Methods: Eligible MESA participants underwent measurement of 2941 plasma proteins with the antibody-based Olink proteomics platform from blood samples collected in 2016-2018 and completed brain MRI scans in 2018-2019. Participants with quality control exclusion of protein measurements, missing covariate data, and poor quality or missing MRI outcome variables were excluded. The cross-sectional association between the abundance of each plasma protein (normalized protein expression – a relative protein quantification unit measured on a log2 scale) was modeled separately with WMFA, WMH volume, total ePVS volume, and the presence of MBs using multivariable linear or modified Poisson regression, adjusting for demographic variables, estimated glomerular filtration rate (eGFR), and SVD risk factors. For proteins independently associated with the SVD markers on MRI, penalized regression with least absolute shrinkage and selection operator (LASSO) was used to create a parsimonious proteomic model. The Benjamini-Hochberg procedure was used to control the false discovery rate <0.05 to account for multiple hypothesis testing.
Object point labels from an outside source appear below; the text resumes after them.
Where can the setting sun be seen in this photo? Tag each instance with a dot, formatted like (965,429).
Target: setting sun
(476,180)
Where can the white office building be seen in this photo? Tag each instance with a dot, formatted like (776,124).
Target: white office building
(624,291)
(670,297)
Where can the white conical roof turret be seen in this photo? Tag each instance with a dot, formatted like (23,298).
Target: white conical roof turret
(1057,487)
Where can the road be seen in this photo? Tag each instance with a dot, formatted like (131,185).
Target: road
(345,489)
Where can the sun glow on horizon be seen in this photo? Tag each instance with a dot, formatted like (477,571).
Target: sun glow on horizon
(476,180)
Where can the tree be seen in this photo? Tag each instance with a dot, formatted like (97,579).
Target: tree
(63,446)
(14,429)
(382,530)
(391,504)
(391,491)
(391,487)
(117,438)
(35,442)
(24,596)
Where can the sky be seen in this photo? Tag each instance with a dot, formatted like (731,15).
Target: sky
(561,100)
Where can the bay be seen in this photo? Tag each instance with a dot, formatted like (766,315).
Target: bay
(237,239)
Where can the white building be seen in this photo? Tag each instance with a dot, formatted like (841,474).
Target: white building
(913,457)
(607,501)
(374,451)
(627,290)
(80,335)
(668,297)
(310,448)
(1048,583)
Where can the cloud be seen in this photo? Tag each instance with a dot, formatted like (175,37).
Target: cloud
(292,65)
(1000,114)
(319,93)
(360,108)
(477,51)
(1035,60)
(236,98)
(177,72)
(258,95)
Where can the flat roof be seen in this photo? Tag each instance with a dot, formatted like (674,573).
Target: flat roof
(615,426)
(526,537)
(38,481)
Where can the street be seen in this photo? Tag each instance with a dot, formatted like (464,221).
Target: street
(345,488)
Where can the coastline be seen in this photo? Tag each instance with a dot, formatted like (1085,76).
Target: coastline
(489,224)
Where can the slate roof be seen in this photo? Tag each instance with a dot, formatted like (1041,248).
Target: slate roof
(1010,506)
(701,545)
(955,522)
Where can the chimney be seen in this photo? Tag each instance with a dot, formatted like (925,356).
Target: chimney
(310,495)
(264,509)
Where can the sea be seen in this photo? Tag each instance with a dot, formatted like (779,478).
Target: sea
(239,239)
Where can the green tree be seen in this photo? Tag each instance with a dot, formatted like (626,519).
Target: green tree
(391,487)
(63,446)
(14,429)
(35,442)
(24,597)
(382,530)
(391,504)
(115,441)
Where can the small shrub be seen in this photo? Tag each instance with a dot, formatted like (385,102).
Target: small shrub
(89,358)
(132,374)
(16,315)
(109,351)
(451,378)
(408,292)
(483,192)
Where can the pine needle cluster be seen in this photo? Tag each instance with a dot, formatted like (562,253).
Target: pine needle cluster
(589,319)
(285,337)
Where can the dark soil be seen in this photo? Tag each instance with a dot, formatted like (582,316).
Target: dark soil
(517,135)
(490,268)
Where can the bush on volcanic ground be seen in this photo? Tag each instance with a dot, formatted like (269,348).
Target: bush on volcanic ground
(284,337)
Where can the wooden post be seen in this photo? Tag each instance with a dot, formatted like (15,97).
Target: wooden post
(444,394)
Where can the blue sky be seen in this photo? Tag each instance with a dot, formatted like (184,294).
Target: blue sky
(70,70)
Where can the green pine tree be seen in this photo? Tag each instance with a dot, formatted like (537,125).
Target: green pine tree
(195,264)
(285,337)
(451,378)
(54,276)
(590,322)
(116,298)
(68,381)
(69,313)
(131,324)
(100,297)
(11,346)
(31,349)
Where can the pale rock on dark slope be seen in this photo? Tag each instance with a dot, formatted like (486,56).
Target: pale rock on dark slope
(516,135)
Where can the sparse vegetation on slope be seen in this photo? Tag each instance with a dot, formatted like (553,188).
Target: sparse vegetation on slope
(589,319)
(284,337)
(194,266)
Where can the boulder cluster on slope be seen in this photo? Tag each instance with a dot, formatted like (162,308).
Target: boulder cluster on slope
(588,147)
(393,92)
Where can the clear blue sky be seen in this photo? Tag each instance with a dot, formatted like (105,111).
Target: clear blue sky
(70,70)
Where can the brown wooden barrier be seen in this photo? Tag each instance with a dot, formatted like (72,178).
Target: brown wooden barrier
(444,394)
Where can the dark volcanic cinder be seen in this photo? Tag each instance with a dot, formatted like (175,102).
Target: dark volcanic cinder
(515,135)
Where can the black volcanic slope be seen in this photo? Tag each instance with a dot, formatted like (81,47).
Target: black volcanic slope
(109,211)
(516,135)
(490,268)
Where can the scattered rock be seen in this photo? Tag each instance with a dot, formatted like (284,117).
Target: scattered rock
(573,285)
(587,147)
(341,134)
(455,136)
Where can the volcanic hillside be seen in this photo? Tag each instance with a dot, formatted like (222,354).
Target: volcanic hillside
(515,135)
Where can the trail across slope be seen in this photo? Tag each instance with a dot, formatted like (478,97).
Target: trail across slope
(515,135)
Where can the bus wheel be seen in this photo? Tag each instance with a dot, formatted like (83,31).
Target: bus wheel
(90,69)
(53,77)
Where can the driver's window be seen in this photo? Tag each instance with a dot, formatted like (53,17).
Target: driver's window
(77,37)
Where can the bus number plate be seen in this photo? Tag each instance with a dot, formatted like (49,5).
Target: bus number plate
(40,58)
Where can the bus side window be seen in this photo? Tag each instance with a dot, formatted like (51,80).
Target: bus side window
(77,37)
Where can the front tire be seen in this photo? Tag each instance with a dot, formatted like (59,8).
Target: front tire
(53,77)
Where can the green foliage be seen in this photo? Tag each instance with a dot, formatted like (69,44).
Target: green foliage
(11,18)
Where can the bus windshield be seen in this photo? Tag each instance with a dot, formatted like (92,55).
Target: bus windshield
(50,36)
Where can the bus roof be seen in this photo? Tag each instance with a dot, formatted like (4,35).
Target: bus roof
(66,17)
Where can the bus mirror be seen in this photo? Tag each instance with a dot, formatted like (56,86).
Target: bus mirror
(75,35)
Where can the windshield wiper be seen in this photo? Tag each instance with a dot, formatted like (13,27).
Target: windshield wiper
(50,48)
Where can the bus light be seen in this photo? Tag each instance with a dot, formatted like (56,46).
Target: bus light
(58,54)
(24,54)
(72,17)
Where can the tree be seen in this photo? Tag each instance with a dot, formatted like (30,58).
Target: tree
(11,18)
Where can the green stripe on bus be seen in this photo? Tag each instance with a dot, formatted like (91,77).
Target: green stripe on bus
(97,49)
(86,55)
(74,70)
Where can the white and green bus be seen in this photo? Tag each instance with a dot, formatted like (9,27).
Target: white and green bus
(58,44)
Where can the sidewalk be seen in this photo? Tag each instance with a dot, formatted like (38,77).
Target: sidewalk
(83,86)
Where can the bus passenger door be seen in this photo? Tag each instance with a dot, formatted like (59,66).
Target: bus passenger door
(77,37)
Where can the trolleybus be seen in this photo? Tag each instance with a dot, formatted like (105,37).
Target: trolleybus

Results: Eligible participants (total N=709) had a mean age of 73 years, 53% were women, 25% were Black, 17% were Chinese, 19% were Hispanic or Latino, and 39% were White (Table 1). After adjustment for demographics, eGFR, and SVD risk factors, 769 plasma proteins were associated with WMFA (Figure). LASSO regression identified a 37-protein model predictive of WMFA (Table 2). We did not find plasma proteins to be independently associated with WMH volume, ePVS volume, or the presence of MBs.

Conclusion: Multiple circulating proteins – implicated in central nervous system myelination, lipid metabolism, angiogenesis, coagulation, cellular adhesion and migration, appetite regulation, energy homeostasis, systemic inflammation, and immune regulation – were independently associated with WMFA in a multi-ethnic cohort of older adults.